Before downcasting: 72 bytes
After downcasting: 42 bytes
conversion from `i64` to `i8` failed in column 'big_integers' for 2 out of 3 values: [10000002, 30000003]


In [12]:
# for that we set strict to flase : overflowing and underflowirng will become to null
result = df.select(
    pl.col("big_integers").cast(pl.Int8,strict=False)
)
print(result)

shape: (3, 1)
┌──────────────┐
│ big_integers │
│ ---          │
│ i8           │
╞══════════════╡
│ null         │
│ 2            │
│ null         │
└──────────────┘


### Strings to numeric types

if string contains non numeric polars will throw conversion error

In [21]:
import polars as pl
df = pl.DataFrame(
    {
        "rollnos" : ["12","23","90"],
        "percent" : [89.32,12.34,67.76],
    }
)
strings = df.select(
    pl.col("rollnos").cast(pl.Int128),
    pl.col("percent").cast(pl.String)
)

print(strings)

shape: (3, 2)
┌─────────┬─────────┐
│ rollnos ┆ percent │
│ ---     ┆ ---     │
│ i128    ┆ str     │
╞═════════╪═════════╡
│ 12      ┆ 89.32   │
│ 23      ┆ 12.34   │
│ 90      ┆ 67.76   │
└─────────┴─────────┘


### Parsing / formatting temporal data types
values of the data type Date are stored as the number of days since the epoch. For the data type Datetime the time unit is the microsecond (us) and for Time the time unit is the nanosecond (ns).

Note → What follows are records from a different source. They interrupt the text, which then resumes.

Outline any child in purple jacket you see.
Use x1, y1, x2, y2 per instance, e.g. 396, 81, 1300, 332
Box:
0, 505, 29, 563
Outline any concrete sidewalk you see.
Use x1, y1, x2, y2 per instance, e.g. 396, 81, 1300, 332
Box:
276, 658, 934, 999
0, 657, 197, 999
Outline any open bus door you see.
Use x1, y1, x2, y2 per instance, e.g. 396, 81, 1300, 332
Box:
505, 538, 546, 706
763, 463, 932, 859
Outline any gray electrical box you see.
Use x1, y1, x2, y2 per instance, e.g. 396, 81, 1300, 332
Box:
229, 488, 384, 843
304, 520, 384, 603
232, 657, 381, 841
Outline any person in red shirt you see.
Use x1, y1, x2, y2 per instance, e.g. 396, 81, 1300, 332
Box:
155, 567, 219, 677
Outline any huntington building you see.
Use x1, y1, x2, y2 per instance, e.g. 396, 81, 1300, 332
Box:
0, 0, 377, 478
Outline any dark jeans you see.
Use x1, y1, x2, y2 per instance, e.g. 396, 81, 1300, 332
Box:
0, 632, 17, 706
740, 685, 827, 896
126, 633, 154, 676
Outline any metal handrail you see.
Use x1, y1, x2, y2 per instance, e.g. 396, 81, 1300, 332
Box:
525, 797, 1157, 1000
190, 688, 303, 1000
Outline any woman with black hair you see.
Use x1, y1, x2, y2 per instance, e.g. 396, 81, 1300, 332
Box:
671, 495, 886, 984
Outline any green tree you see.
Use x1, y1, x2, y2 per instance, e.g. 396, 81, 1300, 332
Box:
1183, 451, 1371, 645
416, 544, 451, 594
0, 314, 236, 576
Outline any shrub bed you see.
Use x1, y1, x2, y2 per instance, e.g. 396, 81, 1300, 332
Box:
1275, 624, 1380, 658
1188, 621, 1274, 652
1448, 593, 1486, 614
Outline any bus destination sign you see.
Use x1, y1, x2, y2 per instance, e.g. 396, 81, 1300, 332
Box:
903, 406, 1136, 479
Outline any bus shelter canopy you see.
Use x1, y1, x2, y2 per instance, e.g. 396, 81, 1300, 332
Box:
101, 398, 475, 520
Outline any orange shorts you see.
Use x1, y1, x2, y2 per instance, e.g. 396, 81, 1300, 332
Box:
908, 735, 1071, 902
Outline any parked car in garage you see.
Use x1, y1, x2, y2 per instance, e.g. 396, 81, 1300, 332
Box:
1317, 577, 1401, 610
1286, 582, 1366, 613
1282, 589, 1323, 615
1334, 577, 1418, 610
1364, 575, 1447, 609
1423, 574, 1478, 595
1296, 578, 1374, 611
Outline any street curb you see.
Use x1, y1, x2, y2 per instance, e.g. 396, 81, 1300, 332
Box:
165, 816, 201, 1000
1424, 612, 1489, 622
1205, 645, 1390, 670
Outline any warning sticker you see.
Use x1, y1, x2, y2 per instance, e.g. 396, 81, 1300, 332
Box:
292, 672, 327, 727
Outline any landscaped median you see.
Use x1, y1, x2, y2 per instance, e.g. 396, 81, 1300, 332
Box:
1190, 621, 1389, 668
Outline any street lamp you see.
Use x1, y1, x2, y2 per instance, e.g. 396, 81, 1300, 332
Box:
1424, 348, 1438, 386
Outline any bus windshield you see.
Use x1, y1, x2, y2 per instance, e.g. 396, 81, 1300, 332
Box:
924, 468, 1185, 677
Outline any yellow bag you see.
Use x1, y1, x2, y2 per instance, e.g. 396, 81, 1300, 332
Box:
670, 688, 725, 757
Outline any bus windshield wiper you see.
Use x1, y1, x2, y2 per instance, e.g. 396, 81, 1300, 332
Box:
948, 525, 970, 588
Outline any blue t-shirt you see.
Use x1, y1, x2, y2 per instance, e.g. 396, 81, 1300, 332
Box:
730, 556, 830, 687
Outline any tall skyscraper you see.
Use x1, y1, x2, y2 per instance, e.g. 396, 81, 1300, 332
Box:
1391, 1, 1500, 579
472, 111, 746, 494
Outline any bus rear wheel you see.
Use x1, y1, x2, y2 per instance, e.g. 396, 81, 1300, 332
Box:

dt._to_string() and str.to-datetime() funcitons are used

In [31]:
from datetime import date, datetime, time

df = pl.DataFrame(
    {
        "date": [
            date(1970, 1, 1),  # epoch
            date(1970, 1, 10),  # 9 days later
        ],
        "datetime": [
            datetime(1970, 1, 1, 0, 0, 0),  # epoch
            datetime(1970, 1, 1, 0, 1, 0),  # 1 minute later
        ],
        "time": [
            time(0, 0, 0),  # reference time
            time(0, 0, 1),  # 1 second later
        ],
    }
)

result = df.select(
    pl.col("date").cast(pl.Int64).alias("days_since_epoch"),
    pl.col("datetime").cast(pl.Int64).alias("us_since_epoch"),
    pl.col("time").cast(pl.Int64).alias("ns_since_midnight"),
)
print(result)

shape: (2, 3)
┌──────────────────┬────────────────┬───────────────────┐
│ days_since_epoch ┆ us_since_epoch ┆ ns_since_midnight │
│ ---              ┆ ---            ┆ ---               │
│ i64              ┆ i64            ┆ i64               │
╞══════════════════╪════════════════╪═══════════════════╡
│ 0                ┆ 0              ┆ 0                 │
│ 9                ┆ 60000000       ┆ 1000000000        │
└──────────────────┴────────────────┴───────────────────┘


In [37]:
df = pl.DataFrame(
    {
        "date": [date(2022, 1, 1), date(2022, 1, 2)],
        "string": ["2022-01-01", "2022-01-02"],
    }
)

result = df.select(
    pl.col("date").dt.to_string("%Y-%m-%d"),
    pl.col("string").str.to_datetime("%Y-%m-%d"),
)
print(result)

shape: (2, 2)
┌────────────┬─────────────────────┐
│ date       ┆ string              │
│ ---        ┆ ---                 │
│ str        ┆ datetime[μs]        │
╞════════════╪═════════════════════╡
│ 2022-01-01 ┆ 2022-01-01 00:00:00 │
│ 2022-01-02 ┆ 2022-01-02 00:00:00 │
└────────────┴─────────────────────┘